Blame for the sequester is robustly assigned by each party to the other,9 but in the end they all voted for it.
A recent example of attempted silent influencing was detailed in the Lever/Propublica story about very silent billionaire Barre Seid’s billion-dollar-plus donation to the Federalist Society maven responsible for helping Republicans pack the federal judiciary, including the Supreme Court, with right-wing judges.10
Some billionaires (and lesser but still hugely wealthy lights) are more public with their adversarial efforts. Once the Koch family's network of right-wing causes was dug up, to very little public outcry, they became more vocal and less circumspect. Tyler Cowen, a George Mason University economist and longtime academic partner of Chares Koch, wrote a 2000 paper called “Why Does Freedom Wax and Wane?”11 in which freedom is deemed to be primarily economic. Among his findings is that the degree of freedom in putative democracies is often eclipsed by undemocratic regimes.
If we examine reforms in noncommunist autocracies, those of Augusto Pinochet’s Chile were probably the most successful. The Pinochet regime started in 1973 when a military coup overthrew the elected government of Allende. The Pinochet government then ruled undemocratically until Pinochet stepped down in 1990 after losing a 1988 plebiscite on his rule. Since that time, Chile has been a democratic nation.
The Pinochet government ushered in many significant reforms. Nearly 3,000 price controls were lifted and over 4,000 firms were privatized, including large ones such as airlines and the telephone company.
So yes, crimes against humanity, people tortured, disappeared, thrown out of helicopters and the like, and a democratically-elected government was overthrown, but economically, man, what a time was had.
Fred Koch, who spawned the brothers, was a co-founder with Henry Welch of the John Birch Society. For the most part the family’s politics haven’t evolved,12 and the GOP has exemplified them since Reagan got elected.
We’ll leave you with the pull quote from the Jarron Bowman study validating the results of the Gilens-Page study with which we opened this post:
“[W]hen the affluent prefer policy change and the middle oppose it, the rate of change is nearly identical to when both groups prefer it. When only the middle prefer policy change, the rate of change is the same as when both groups oppose it.”
Join a socialist organization. And throw some money if you can.

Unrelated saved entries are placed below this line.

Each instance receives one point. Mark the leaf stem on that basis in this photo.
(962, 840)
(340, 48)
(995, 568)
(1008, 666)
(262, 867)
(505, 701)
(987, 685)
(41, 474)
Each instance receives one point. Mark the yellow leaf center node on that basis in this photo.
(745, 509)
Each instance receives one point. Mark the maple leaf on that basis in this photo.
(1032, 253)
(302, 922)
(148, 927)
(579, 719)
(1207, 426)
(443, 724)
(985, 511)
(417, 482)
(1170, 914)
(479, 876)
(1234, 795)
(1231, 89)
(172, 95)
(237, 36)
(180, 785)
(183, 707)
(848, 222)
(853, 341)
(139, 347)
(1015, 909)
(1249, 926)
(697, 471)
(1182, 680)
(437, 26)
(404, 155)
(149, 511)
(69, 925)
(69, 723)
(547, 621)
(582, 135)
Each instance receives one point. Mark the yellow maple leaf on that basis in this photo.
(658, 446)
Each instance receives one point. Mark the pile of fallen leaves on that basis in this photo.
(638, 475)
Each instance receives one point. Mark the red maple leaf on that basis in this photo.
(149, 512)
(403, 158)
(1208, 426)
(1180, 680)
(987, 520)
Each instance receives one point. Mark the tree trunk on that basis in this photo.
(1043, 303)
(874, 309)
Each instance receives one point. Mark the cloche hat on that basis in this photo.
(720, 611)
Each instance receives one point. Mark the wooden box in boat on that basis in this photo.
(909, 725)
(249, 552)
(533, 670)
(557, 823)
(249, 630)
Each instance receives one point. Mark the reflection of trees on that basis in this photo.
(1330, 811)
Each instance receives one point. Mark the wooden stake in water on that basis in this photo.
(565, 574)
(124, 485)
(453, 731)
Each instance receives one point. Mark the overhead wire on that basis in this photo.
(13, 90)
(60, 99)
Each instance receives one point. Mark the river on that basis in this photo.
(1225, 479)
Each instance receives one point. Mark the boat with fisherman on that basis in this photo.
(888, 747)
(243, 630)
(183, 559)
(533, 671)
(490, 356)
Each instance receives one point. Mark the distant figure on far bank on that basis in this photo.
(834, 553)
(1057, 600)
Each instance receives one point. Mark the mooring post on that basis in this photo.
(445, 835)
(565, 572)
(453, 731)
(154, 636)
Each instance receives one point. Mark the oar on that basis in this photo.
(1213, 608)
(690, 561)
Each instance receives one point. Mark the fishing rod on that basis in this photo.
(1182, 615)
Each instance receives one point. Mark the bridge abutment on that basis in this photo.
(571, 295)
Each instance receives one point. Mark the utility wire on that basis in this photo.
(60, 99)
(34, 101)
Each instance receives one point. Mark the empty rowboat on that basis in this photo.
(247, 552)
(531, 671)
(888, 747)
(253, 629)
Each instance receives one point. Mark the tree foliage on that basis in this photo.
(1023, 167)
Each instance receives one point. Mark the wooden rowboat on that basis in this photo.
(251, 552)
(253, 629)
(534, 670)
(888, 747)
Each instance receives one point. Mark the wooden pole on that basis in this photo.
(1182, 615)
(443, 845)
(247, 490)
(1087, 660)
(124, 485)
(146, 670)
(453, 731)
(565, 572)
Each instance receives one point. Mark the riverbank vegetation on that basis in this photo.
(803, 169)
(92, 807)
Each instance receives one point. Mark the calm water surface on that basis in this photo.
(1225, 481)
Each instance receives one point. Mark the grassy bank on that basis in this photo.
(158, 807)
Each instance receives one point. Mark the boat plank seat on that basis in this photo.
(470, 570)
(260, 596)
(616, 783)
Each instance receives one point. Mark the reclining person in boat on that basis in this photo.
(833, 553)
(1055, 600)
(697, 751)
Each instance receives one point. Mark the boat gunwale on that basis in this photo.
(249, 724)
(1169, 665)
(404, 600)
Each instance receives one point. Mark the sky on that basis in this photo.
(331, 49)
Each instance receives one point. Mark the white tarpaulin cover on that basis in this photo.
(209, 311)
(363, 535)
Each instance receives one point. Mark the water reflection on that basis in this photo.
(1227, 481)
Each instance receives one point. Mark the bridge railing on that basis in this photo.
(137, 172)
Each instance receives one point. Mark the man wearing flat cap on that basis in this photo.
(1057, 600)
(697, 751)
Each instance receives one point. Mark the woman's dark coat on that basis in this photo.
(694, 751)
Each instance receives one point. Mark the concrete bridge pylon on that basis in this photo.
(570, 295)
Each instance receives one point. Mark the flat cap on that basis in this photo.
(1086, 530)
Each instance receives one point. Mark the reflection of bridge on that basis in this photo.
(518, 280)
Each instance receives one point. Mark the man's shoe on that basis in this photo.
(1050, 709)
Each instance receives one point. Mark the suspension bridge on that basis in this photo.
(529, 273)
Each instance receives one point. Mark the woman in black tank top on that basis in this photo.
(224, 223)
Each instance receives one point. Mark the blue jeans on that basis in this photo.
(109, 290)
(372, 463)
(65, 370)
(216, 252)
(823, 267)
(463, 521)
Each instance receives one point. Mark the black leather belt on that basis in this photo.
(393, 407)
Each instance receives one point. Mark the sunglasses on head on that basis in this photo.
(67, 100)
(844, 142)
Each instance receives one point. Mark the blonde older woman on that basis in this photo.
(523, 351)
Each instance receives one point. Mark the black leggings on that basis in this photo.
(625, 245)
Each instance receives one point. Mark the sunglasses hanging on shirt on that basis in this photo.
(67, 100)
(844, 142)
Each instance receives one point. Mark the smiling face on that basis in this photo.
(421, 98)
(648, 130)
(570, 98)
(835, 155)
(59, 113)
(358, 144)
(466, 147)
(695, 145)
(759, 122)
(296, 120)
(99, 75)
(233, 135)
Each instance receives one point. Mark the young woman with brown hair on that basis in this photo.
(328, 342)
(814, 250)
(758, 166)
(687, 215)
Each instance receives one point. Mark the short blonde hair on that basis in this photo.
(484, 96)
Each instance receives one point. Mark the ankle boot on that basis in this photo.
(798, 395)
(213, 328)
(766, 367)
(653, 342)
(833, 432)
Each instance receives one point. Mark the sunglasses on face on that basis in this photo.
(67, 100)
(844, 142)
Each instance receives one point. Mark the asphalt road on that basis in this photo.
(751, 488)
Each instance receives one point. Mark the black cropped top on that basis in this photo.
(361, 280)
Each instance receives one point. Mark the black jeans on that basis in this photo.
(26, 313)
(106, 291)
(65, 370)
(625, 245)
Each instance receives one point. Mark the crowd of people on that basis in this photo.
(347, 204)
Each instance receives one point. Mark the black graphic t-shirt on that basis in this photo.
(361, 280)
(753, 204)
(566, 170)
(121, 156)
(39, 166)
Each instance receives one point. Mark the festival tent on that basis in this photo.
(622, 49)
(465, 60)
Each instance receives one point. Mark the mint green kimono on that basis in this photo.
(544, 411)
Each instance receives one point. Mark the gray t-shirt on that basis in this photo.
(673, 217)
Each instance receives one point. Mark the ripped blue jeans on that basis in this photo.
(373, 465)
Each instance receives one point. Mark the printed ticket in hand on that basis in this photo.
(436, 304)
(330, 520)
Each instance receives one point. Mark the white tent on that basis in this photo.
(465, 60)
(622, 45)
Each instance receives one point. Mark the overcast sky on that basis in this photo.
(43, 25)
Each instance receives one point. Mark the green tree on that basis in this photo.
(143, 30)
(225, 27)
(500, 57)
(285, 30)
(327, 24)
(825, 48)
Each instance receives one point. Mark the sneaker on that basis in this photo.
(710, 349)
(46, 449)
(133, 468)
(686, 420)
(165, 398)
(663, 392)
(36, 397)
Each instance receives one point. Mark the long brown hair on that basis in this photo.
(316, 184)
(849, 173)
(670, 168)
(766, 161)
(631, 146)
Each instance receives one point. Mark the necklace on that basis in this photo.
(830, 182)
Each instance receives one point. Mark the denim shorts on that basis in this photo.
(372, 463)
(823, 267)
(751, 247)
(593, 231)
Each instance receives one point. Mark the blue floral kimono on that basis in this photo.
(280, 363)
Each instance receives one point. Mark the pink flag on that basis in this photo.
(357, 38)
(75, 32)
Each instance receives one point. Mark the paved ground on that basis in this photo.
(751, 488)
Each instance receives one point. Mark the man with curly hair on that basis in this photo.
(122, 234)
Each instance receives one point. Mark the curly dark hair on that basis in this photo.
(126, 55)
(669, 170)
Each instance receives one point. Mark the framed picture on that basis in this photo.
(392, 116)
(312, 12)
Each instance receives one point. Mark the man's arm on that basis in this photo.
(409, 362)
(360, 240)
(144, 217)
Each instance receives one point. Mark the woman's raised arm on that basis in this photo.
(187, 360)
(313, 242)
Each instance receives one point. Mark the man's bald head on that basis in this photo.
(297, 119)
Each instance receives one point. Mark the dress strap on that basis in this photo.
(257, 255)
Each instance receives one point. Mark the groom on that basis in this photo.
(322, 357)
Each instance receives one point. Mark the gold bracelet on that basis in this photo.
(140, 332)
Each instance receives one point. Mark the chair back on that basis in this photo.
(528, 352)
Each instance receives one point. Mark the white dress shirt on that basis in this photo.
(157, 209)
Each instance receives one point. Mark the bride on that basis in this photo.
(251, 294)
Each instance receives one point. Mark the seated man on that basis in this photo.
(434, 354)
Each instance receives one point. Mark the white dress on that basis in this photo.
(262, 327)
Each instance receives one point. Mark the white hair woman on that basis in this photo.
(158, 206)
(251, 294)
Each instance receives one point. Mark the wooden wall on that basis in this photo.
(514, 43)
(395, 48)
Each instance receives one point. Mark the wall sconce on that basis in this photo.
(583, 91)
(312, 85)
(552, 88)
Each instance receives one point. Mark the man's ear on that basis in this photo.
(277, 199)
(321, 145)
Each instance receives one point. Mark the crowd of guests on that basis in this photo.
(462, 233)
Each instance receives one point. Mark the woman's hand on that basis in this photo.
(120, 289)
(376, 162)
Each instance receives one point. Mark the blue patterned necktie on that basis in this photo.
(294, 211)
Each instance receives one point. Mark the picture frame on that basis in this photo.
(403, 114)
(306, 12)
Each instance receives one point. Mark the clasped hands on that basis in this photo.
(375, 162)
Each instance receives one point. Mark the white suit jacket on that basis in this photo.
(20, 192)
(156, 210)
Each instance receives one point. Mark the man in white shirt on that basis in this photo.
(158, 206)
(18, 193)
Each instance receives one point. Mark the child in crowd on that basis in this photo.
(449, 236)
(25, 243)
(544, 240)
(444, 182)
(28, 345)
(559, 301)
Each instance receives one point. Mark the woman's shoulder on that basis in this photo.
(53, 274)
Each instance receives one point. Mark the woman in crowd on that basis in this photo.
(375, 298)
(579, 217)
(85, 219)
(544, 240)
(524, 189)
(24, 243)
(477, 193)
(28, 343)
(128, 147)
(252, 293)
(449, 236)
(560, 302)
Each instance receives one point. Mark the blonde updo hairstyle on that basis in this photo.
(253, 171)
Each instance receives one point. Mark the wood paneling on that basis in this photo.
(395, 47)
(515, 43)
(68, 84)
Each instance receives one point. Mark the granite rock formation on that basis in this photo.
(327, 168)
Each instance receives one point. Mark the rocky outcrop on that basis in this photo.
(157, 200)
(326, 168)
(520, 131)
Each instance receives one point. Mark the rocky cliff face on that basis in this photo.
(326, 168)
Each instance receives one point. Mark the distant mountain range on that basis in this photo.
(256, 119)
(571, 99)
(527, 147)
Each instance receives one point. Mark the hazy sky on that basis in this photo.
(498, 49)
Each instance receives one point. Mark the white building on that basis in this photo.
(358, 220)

Pokey Lafarge, comrades. We’ve been on a bit of a Pokey bender, this morning listening to his album In The Blossom Of Their Shade. If Bob Wills, Keely Smith, Willie Nelson and Nancy Wilson had a baby, it might sound like Pokey. Next up was Mariachi El Bronx and their album “Música Muerte, Vol. I.”
The Bouncing Souls is playing us out with “Volume 2.”
Okay, I've ordered a Pokey.
It's clearly true that money has an outsize influence on governmental policy. It's also true that voters (people who actually vote; not just people who could vote) have a major influence. Older people, for example, tend to vote and as a result social security is considered to be a "third rail" of politics. Likewise medicare. Young people could have the same effect except that they tend to slack off on election day. An exception was when Obama ran and they had a substantial impact. They may have caused his emphasis on medical coverage even though it wasn't the medicare for all that the young would have preferred. I still like his one liner: "Don't complain; vote!" So, I don't dispute your point. I simply suggest that combatting its effect requires voting that has an impact.